# Designing and optimizing interplanetary trajectoriesΒΆ

PyGMO can be used to optimize spacecraft trajectories by using the MGA-1DSM problem. An instance of this problem contains the sequence of planets, you want to visit with your spacecraft as well as its launch window, its starting velocity and bounds for the time of flight. Between each planetary encounters, a deep space manouver can be performed.
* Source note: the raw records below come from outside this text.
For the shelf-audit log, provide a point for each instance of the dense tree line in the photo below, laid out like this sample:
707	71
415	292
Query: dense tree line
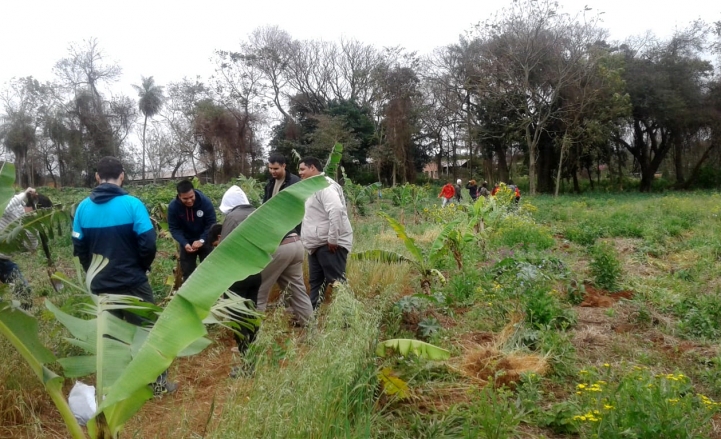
530	91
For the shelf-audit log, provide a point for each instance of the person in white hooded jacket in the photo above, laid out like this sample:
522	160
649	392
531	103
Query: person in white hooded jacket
326	232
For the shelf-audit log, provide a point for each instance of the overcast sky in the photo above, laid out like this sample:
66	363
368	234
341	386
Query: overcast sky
170	40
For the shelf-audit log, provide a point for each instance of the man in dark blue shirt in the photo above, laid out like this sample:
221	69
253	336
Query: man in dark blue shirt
190	216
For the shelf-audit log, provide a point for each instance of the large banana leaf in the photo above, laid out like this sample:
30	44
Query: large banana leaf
246	251
14	236
21	329
331	166
404	346
407	240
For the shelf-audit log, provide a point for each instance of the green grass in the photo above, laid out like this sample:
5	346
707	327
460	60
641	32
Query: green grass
524	280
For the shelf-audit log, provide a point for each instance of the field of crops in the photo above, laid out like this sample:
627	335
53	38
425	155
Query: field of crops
591	316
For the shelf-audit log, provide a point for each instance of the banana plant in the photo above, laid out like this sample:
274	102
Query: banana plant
331	166
132	357
405	346
41	223
21	330
424	262
358	196
484	215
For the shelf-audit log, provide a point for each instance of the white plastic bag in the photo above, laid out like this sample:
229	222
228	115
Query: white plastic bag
82	402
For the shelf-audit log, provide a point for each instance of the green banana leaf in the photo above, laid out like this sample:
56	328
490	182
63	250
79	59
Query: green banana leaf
407	240
7	178
404	346
21	329
331	166
14	236
246	251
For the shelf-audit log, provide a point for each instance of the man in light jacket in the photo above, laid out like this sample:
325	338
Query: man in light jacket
326	232
9	271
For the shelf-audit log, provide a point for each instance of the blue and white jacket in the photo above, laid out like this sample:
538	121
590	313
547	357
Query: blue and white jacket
116	225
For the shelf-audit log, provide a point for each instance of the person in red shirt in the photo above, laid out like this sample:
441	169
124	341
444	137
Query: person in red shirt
447	193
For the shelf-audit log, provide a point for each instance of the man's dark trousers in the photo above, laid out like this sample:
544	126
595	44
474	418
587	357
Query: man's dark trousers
324	268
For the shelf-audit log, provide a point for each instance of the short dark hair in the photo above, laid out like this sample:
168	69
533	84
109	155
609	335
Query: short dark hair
109	168
276	157
312	161
185	186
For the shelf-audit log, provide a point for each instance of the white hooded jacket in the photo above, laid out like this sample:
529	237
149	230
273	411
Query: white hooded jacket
326	219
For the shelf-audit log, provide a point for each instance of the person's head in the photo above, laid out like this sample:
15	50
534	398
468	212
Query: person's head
109	170
309	167
186	193
232	198
276	166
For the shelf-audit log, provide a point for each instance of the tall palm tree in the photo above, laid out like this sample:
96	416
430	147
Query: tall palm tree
150	102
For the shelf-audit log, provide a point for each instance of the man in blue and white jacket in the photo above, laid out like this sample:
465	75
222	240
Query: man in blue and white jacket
116	225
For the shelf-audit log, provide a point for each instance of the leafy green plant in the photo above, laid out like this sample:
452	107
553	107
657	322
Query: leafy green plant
701	316
544	309
495	414
410	346
425	263
123	383
612	403
605	266
428	327
359	196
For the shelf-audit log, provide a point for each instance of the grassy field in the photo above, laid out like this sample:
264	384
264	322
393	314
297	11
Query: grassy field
593	316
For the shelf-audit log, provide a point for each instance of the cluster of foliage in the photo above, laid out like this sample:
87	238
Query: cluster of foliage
622	402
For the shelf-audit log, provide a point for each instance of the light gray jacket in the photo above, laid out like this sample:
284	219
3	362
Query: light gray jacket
13	211
326	219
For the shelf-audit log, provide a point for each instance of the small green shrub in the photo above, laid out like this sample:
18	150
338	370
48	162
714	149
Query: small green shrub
428	327
637	403
605	266
521	231
701	316
583	234
544	310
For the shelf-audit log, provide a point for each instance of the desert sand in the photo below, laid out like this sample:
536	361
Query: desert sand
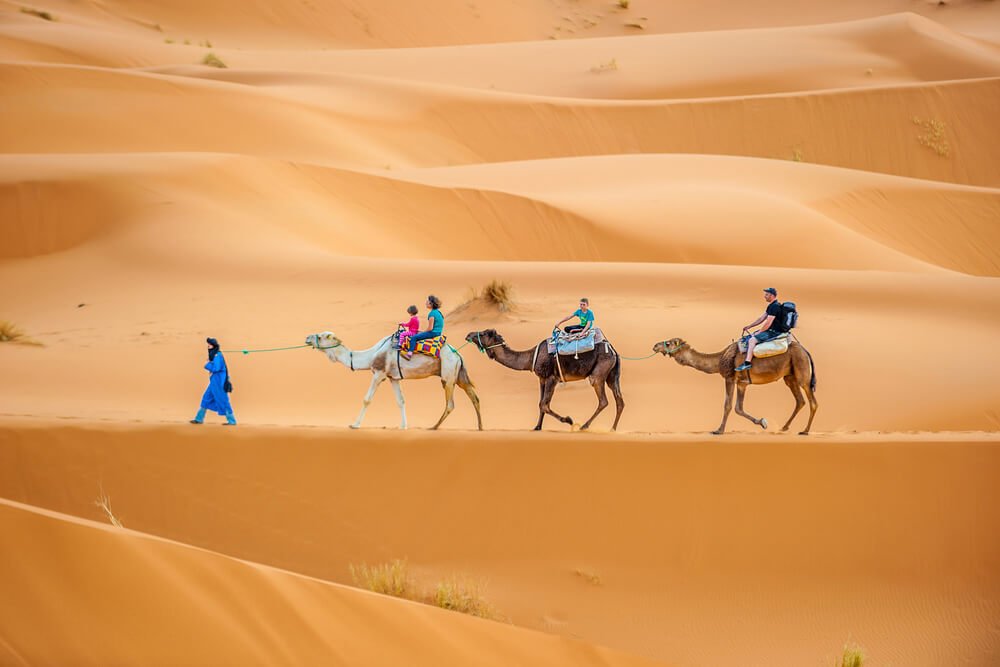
666	160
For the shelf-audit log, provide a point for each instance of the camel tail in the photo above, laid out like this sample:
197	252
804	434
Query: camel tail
812	372
463	376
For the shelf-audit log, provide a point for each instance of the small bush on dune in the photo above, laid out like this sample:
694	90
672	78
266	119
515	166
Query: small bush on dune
104	502
37	12
394	579
213	60
464	596
388	578
11	333
498	293
853	656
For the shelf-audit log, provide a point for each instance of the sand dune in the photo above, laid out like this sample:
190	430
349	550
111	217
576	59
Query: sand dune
741	552
667	160
81	593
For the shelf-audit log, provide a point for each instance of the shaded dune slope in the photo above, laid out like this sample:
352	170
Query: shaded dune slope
88	594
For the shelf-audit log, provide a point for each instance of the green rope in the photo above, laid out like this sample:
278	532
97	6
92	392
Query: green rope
639	358
273	349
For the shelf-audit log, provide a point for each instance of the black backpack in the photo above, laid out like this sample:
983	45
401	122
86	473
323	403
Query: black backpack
789	318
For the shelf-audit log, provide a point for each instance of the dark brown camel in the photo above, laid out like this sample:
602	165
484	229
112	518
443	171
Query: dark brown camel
795	367
601	367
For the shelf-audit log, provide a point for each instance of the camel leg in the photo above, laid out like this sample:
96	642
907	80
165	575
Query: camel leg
616	390
812	407
377	379
401	402
470	391
541	404
793	386
599	385
730	384
741	391
547	393
449	401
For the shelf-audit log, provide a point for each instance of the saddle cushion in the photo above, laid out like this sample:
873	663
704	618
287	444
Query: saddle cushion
431	346
772	348
574	343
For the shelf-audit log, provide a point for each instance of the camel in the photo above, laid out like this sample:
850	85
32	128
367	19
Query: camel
795	367
385	363
601	367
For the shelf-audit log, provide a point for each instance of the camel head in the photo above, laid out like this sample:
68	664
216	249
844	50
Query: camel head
486	339
323	341
670	347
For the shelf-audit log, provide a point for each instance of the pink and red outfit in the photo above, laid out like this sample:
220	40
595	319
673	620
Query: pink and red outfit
412	327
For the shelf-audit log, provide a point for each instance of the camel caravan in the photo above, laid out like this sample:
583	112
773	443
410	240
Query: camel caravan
580	352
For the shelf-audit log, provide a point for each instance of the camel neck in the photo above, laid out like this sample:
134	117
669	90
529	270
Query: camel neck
518	361
356	360
706	363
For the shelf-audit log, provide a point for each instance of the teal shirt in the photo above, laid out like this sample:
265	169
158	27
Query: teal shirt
438	321
584	317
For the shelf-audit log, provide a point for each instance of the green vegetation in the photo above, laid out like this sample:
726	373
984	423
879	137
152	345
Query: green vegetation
213	60
932	135
454	594
11	333
37	12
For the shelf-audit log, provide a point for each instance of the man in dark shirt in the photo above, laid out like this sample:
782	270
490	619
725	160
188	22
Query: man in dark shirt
773	325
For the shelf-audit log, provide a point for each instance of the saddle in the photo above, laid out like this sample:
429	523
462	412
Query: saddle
574	343
431	346
772	348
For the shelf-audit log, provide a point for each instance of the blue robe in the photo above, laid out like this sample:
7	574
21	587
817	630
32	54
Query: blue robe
216	398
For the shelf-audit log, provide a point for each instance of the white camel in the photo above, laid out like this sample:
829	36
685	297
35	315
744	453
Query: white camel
385	363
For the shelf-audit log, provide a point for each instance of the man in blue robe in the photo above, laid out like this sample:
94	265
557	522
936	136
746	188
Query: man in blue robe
216	399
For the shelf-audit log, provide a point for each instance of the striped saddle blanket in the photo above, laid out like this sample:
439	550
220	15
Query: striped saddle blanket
574	344
431	346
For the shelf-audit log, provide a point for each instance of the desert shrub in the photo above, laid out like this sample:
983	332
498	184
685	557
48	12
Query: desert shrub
498	293
853	656
37	12
387	578
11	333
454	594
213	60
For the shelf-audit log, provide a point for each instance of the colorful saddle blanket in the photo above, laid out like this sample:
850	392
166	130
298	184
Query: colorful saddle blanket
564	343
431	346
772	348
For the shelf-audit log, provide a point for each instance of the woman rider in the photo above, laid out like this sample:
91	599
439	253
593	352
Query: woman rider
435	325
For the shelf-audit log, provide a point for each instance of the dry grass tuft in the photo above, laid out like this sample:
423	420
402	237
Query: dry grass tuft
588	576
387	578
933	135
454	594
11	333
853	656
104	502
464	596
609	66
498	293
38	12
212	60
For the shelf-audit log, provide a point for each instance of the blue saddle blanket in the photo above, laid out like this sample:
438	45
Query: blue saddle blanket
572	344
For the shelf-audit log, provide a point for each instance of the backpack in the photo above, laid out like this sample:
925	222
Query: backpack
789	318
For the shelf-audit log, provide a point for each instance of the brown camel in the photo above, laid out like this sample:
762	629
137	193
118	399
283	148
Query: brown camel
795	367
601	367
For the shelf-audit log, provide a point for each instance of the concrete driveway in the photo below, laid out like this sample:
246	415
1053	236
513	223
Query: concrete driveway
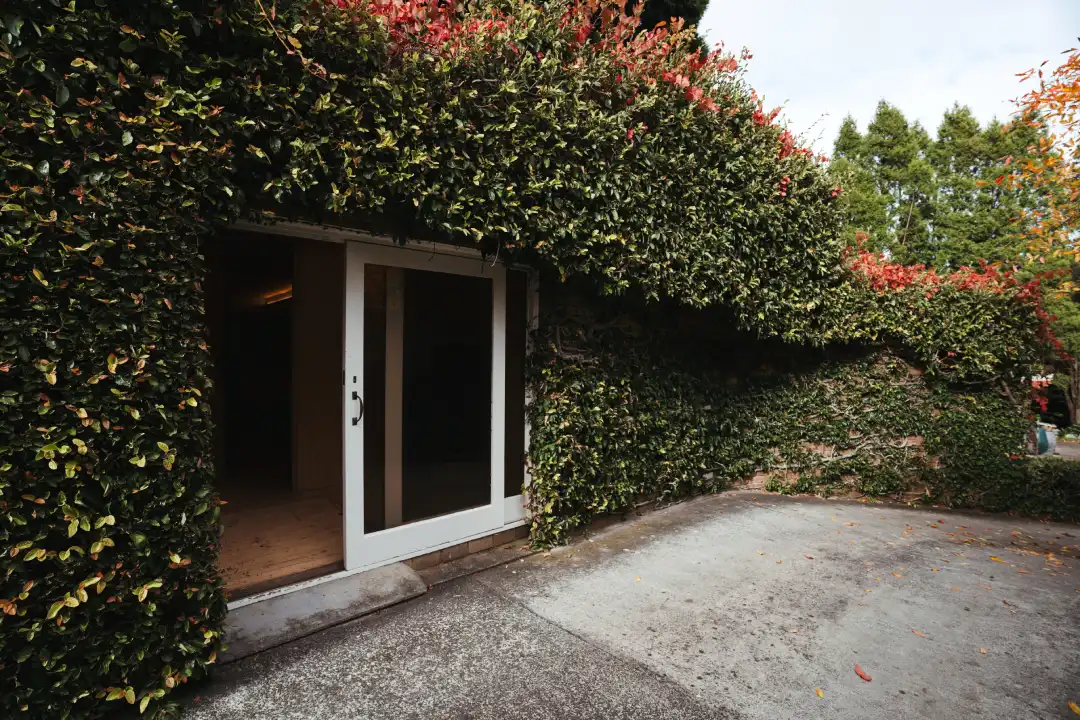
736	606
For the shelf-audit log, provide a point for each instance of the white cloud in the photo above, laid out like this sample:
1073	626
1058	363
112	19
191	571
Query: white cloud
827	58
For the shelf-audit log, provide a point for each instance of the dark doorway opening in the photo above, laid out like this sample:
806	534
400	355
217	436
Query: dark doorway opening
274	317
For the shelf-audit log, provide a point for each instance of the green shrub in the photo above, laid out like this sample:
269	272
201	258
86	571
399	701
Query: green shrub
647	407
131	131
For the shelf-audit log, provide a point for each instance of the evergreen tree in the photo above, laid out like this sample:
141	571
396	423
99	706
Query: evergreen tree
977	216
891	182
948	202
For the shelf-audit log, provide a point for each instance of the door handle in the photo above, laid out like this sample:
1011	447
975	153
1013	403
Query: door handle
355	396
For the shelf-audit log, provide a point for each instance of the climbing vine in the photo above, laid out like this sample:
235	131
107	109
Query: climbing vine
552	133
636	403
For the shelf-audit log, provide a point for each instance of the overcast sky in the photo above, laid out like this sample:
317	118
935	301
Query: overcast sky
822	59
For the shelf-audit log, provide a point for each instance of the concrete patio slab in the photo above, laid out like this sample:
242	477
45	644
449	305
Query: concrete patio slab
736	606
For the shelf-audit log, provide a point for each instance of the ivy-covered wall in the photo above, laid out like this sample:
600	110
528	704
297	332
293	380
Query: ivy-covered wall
638	401
552	133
The objective is to lower the total Delta-V spend for the travel, as this corresponds directly to the mass of fuel needed.

**NOTE:** Even though this example will work with PyGMO, you need to install PyKEP
in order to use other values than the default.

Lets launch PyGMO and start by creating the default problem:

```
ipython --pylab
```

```
from PyGMO import *
alg = algorithm.jde(memory=True)
prob = problem.mga_1dsm_tof()
```

By default the sequence is Earth - Venus - Earth, so there are two “legs” (1. Earth to Venus and 2. Venus to Earth) to optimize at the same time. By default we give a minimum of 50 and a maximum of 900 days to each leg. If you don’t believe this, check for yourself:

```
prob.get_sequence()
prob.get_tof()
```

There are also default values for the other parameters, but you don’t have to worry about those details. This version of the problem mga_1dsm_tof (see: `PyGMO.problem.mga_1dsm_tof`)
is particularly useful if you know some bounds on the travel time for your legs. If you have no clue though, you can use the problem mga_1dsm_alpha (see: `PyGMO.problem.mga_1dsm_alpha`)
instead where you can specify just the bounds for the overall time of flight with the tof keyword.
The alpha-version is also particularly useful for multi-objective optimization. By using the multi_objective keyword as an argument
you can instantiate the problem with two objectives (Delta-V and total time of flight) instead of just one (Delta-V).

```
# initialize the trajectory problem to design a tour within 1 to 5 years
prob_alpha = problem.mga_1dsm_alpha(tof=[1 * 365.25, 5 * 365.25], multi_objective=True)
```

For the remainder of this example, lets return to the original single-objective problem and start some optimizations runs:

```
l = list()
for i in range(30):
archi = archipelago(alg,prob,8,10,topology = topology.fully_connected())
for j in range(30):
archi.evolve(5)
print min([isl.population.champion.f[0] for isl in archi])
tmp = [isl for isl in archi]; tmp.sort(key = lambda x: x.population.champion.f[0]);
l.append(tmp[0].population.champion)
print "Results: \n"
print [ch.f[0] for ch in l]
```

We may then plot the trajectory and look at some additional informations:

```
# sort list and extract chromosome of the solution of lowest Delta-V
l.sort(key = lambda x: x.f[0])
x_so = l[0].x
prob.plot(x_so)
print prob.pretty(x_so)
```

That looks nice! Now we are interested in a trade-off between the Delta-V and the the total time of travel. We will use this solution (x_so) of a low Delta-V and inject it into a new population. This will help when we optimize the population by a multi-objective optimizer for low Delta-V and short time of travel at the same time, building up an approximation of the Pareto-front. For this, we reinitialize the problem to be multi-objective and change the algorithm.

```
alg = algorithm.nsga_II()
prob = problem.mga_1dsm_tof(multi_objective=True)
```

We will use the island model to improve the overall optimization. Each island works just on a small fraction of solutions and is thus faster as when operating on a single large population.

```
sel = migration.best_s_policy(10)
rep = migration.fair_r_policy(10)
archi = archipelago(topology = topology.fully_connected())
pop = population(prob,39)
# we inject the solution of the single-objective optimization here to get a population of 100
pop.push_back(x_so)
isl = island(alg,pop,s_policy=sel, r_policy=rep)
archi.push_back(isl)
# we fill up the archipelago with 9 other island initialized by random without injection
for i in range(9):
archi.push_back(island(alg,prob,40,s_policy=sel, r_policy=rep))
archi.evolve(40)
archi.join()
```

The injected solution will spread by migration to all other islands in the archipelago. After enough generations, all islands should have converged to similar fronts. Lets put them all together in a single population and have a look at the Pareto-front:

```
pop = population(prob)
for isl in archi:
for ind in isl.population:
pop.push_back(ind.cur_x)
pop.plot_pareto_fronts()
# highlight the solutions of the 1st island with red
archi[0].population.plot_pareto_fronts(rgb=(1,0,0))
ylabel('total travelling time in days')
xlabel('total Delta-V in m/s')
```

You see a discontinuity in this picture which is very interesting: It allows you to save over a year of travelling time by just using a bit more Delta-V around 4709 m/s.